Jurgis disait avoir conscience de tout cela. Pourtant, il enrageait, car la lutte était inégale ; un des deux camps était par trop avantagé. Lui, par exemple, avait fait vœu, à genoux devant Ona, de lui épargner toute épreuve. Or, une semaine plus tard, sa femme allait endurer les pires souffrances sous les coups d’un ennemi contre lequel il allait se trouver totalement désarmé.

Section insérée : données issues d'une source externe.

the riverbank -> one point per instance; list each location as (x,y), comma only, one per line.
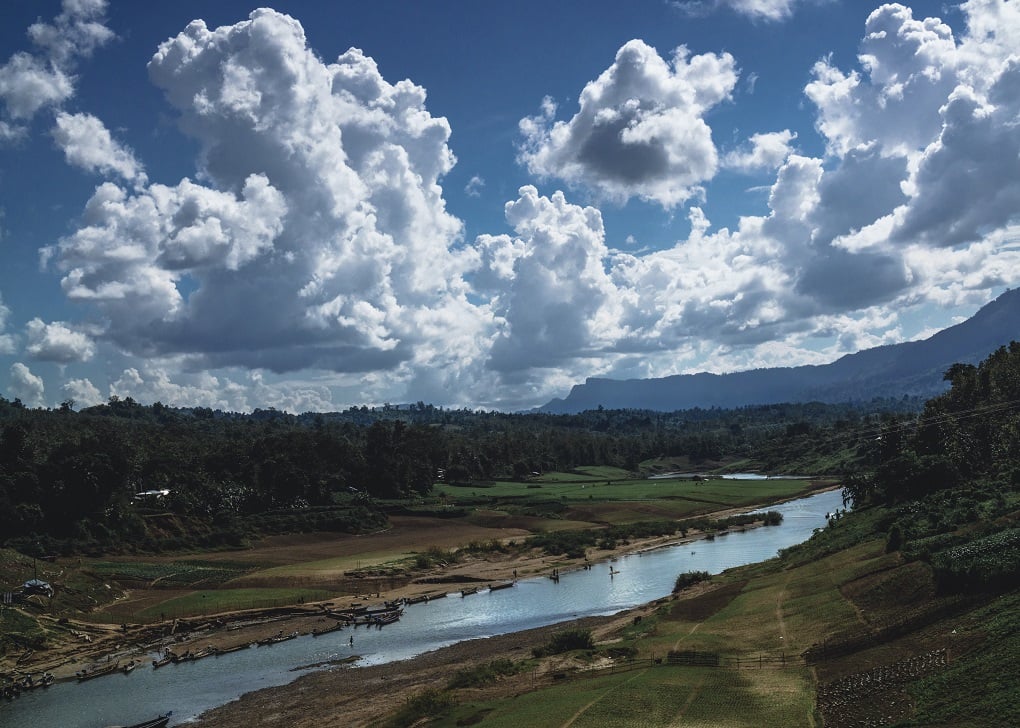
(353,695)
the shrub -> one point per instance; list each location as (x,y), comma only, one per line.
(690,578)
(566,641)
(427,704)
(485,674)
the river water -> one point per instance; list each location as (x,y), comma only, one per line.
(191,688)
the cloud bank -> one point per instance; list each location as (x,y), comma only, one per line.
(314,240)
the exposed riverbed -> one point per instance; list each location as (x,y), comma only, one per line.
(191,688)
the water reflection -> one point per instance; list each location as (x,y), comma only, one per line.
(191,688)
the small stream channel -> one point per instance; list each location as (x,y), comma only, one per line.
(191,688)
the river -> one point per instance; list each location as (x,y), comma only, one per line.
(191,688)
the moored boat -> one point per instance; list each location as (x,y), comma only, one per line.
(159,722)
(97,671)
(316,631)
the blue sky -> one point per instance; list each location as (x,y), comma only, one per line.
(329,204)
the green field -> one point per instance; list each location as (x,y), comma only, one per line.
(214,601)
(713,493)
(758,620)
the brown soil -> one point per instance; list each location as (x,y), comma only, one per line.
(339,695)
(360,696)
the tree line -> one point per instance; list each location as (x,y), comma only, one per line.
(74,477)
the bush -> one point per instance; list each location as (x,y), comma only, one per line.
(566,641)
(427,704)
(485,674)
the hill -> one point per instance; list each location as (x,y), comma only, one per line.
(914,368)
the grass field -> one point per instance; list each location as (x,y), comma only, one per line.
(656,696)
(711,493)
(189,604)
(761,611)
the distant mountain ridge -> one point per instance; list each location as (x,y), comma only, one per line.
(914,368)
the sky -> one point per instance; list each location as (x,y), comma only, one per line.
(322,205)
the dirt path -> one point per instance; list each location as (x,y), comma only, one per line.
(695,692)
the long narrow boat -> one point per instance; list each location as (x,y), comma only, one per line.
(388,618)
(90,673)
(316,631)
(235,648)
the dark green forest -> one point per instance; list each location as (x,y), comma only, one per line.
(70,479)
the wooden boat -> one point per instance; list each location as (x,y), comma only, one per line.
(159,722)
(235,648)
(325,630)
(277,638)
(388,618)
(90,673)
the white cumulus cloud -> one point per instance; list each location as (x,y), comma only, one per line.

Un matin de décembre, il se mit à pleuvoir à torrents. Pour Ona, la perspective de rester trempée toute la journée, en cette saison, dans une cave glaciale de chez Brown, n’avait rien de réjouissant. Elle n’était qu’une pauvre ouvrière qui ne pouvait s’offrir des vêtements imperméables. Aussi Jurgis l’accompagna-t-il jusqu’au tramway. Il faut savoir que ces messieurs les propriétaires de la compagnie de transports essayaient de faire le maximum de bénéfices. Or, un arrêté municipal venait de les obliger à délivrer des billets de correspondance à leurs clients. Outrés par cette directive, ils avaient décidé que, pour obtenir ce titre, l’usager devait le demander en même temps qu’il payait sa place. Puis ils avaient encore durci le règlement en interdisant aux receveurs de proposer ce fameux billet de correspondance aux passagers : c’était à ces derniers de prendre l’initiative. On avait bien expliqué à Ona ce qu’elle devait faire, mais, comme il n’était pas dans ses habitudes de réclamer, elle attendit, suivant l’employé du regard, espérant qu’il ne l’oublierait pas. Au moment de changer de tramway, elle finit par demander son billet, qui lui fut refusé. Désemparée, elle se mit à plaider sa cause dans une langue dont le receveur ne comprit pas un mot. Après lui avoir adressé plusieurs avertissements, l’employé donna le signal et le tramway repartit. Ona fondit en larmes. Bien sûr, elle descendit à l’arrêt suivant, mais, comme il ne lui restait plus d’argent, elle dut faire le reste du trajet à pied sous une pluie battante. Elle passa toute la journée à grelotter. Quand elle rentra le soir, elle claquait des dents et avait mal à la tête et au dos. Elle souffrit atrocement pendant deux semaines, tout en continuant, malgré tout, à se traîner à son travail chaque jour. La contremaîtresse était particulièrement stricte avec Ona, qu’elle soupçonnait de faire la mauvaise tête depuis le jour où on lui avait refusé un congé pour le lendemain de ses noces. Ona, quant à elle, sentait bien que sa supérieure ne voyait pas d’un bon œil le mariage de ses ouvrières ; peut-être était-ce parce qu’elle-même était vieille fille et laide de surcroît.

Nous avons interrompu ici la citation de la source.